George Cholet (Patrick E. Harnedy of counsel), for appellant.
Robert Abrams, Attorney-General (Howard B. Friedland and Henriette Frieder of counsel), for Workers' Compensation Board, respondent.
The claimant sustained a compensable injury on December 16, 1946 and that injury has been held to be the responsibility of the Special Fund. The board has apportioned the disability subsequent to a May, 1972 compensable accident as 75% causally related to the 1946 accident. The average weekly wage for the disability subsequent to the 1972 accident was set at the 1972 rate of $102.50, as sanctioned in prior judicial determinations. (See, e.g., Matter of Carle v. New York Business Bldg. Corp., 11 A.D.2d 570.) Based on the percentage of responsibility, the award against the Special Fund was set at $51.25 per week.
The Special Fund contends that the board erred as a matter of law in awarding more than $28 per week against it because of the provisions of section 15 (subd 6, par [j]) of the Workers' Compensation Law, which, in pertinent part, provide as follows: "[C]ompensation for permanent or temporary partial disability, or for permanent or temporary total disability due to an accident * * * that occurs on or after June first nineteen hundred forty-six, and prior to July first, nineteen hundred forty-eight, shall not exceed twenty-eight dollars per week * * * but in no event shall compensation when combined with decreased earnings or earning capacity exceed the amount of wages which the employee was receiving at the time the injury occurred".
In the cases of Matter of Crawley v. Failla ( 6 N.Y.2d 57), Matter of Meszaros v. Goldman ( 307 N.Y. 296) and Matter of Carle v. New York Business Bldg. Corp. (supra) the issue concerned the meaning and effect of the provision in subdivision 6 of section 15 of the Workers' Compensation Law that the maximum was "the amount of wages which the employee was receiving at the time the injury occurred", and it was determined that it referred to the time of the last accident in a situation of multiple continuing accidents.
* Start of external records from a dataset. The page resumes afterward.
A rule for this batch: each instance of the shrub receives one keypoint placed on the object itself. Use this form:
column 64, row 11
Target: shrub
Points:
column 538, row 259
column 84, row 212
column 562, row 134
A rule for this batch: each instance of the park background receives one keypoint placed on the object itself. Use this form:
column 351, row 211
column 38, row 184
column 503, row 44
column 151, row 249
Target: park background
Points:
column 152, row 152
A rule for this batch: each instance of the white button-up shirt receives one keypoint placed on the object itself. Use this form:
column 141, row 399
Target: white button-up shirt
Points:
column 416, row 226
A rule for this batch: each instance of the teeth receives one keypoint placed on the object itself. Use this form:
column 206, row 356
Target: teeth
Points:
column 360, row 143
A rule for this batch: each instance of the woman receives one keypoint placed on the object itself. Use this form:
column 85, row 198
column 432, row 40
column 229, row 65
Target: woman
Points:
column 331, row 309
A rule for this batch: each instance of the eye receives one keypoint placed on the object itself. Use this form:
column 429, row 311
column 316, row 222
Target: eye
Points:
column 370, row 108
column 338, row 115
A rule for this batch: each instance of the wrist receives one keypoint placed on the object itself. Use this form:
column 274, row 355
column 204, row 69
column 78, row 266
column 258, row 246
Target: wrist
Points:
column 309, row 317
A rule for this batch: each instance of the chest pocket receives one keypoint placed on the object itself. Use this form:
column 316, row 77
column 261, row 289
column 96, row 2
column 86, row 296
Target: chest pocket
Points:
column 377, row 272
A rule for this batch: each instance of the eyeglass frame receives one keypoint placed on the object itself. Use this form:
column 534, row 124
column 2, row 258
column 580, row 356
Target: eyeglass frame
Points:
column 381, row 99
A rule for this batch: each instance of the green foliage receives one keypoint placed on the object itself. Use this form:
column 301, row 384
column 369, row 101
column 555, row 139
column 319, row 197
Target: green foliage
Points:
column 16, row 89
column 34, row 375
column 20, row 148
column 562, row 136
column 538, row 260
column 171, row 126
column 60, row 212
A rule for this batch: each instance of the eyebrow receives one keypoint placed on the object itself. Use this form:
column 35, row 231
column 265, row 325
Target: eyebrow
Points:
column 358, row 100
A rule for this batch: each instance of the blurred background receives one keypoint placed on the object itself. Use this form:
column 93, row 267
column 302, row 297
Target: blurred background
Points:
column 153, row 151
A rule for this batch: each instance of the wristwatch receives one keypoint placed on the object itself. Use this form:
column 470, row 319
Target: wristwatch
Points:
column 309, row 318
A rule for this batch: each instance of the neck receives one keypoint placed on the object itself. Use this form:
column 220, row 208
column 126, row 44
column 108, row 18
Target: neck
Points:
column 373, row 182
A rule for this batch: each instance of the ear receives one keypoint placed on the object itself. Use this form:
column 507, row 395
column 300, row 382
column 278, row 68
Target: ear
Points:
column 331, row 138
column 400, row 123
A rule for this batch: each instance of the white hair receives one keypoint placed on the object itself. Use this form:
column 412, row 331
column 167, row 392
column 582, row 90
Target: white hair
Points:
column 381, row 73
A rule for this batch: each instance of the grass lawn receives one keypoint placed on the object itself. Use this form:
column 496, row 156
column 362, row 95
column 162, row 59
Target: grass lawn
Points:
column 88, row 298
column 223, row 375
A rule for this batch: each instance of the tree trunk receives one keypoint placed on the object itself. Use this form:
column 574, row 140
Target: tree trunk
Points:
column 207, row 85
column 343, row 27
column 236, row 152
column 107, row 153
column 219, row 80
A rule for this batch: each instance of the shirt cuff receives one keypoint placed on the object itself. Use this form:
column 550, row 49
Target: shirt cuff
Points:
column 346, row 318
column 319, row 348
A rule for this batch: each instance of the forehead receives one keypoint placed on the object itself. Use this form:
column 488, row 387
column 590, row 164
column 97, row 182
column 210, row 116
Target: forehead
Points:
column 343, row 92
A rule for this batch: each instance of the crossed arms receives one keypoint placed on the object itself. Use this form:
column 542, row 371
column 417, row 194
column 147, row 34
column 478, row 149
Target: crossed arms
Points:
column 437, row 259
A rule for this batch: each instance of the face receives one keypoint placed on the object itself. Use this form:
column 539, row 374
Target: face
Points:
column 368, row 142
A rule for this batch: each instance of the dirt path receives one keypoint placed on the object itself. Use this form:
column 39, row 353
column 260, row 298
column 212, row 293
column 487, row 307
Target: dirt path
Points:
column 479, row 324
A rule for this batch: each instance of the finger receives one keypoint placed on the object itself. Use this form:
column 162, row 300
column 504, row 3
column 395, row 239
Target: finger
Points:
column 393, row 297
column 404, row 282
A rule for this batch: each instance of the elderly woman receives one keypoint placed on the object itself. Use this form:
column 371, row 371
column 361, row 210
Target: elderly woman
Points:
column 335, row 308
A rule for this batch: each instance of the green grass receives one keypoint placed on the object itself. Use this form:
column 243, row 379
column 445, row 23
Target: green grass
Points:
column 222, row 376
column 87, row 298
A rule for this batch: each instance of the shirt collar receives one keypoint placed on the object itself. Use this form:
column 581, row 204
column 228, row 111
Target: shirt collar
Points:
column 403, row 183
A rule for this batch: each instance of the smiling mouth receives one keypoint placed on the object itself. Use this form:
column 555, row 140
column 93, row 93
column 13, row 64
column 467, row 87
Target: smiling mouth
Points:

The above cases expressed the concern that to construe the limiting language as referring to the time of the prior contributory accident could result in no payment at all by earlier employer-carriers "simply because the claimant's wages have been on the rise." (Matter of Meszaros v. Goldman, supra, p 300.) The board contends that the same principles are applicable to the instant case. However, the application of the $28 maximum does not have the effect of resulting in no payment at all, and there appears to be no public policy which would otherwise limit the express declaration of the Legislature that liability for the 1946 accident is limited to a maximum of $28 per week.
The decision lacks a reasonable basis and is arbitrary and capricious.
The decision should be modified, by reducing the award against the Special Fund to $28 per week, and, as so modified, affirmed, without costs.
GREENBLOTT, J.P., KANE, MAIN and MIKOLL, JJ., concur.
Decision modified, by reducing the award against the Special Fund to $28 per week, and, as so modified, affirmed, without costs.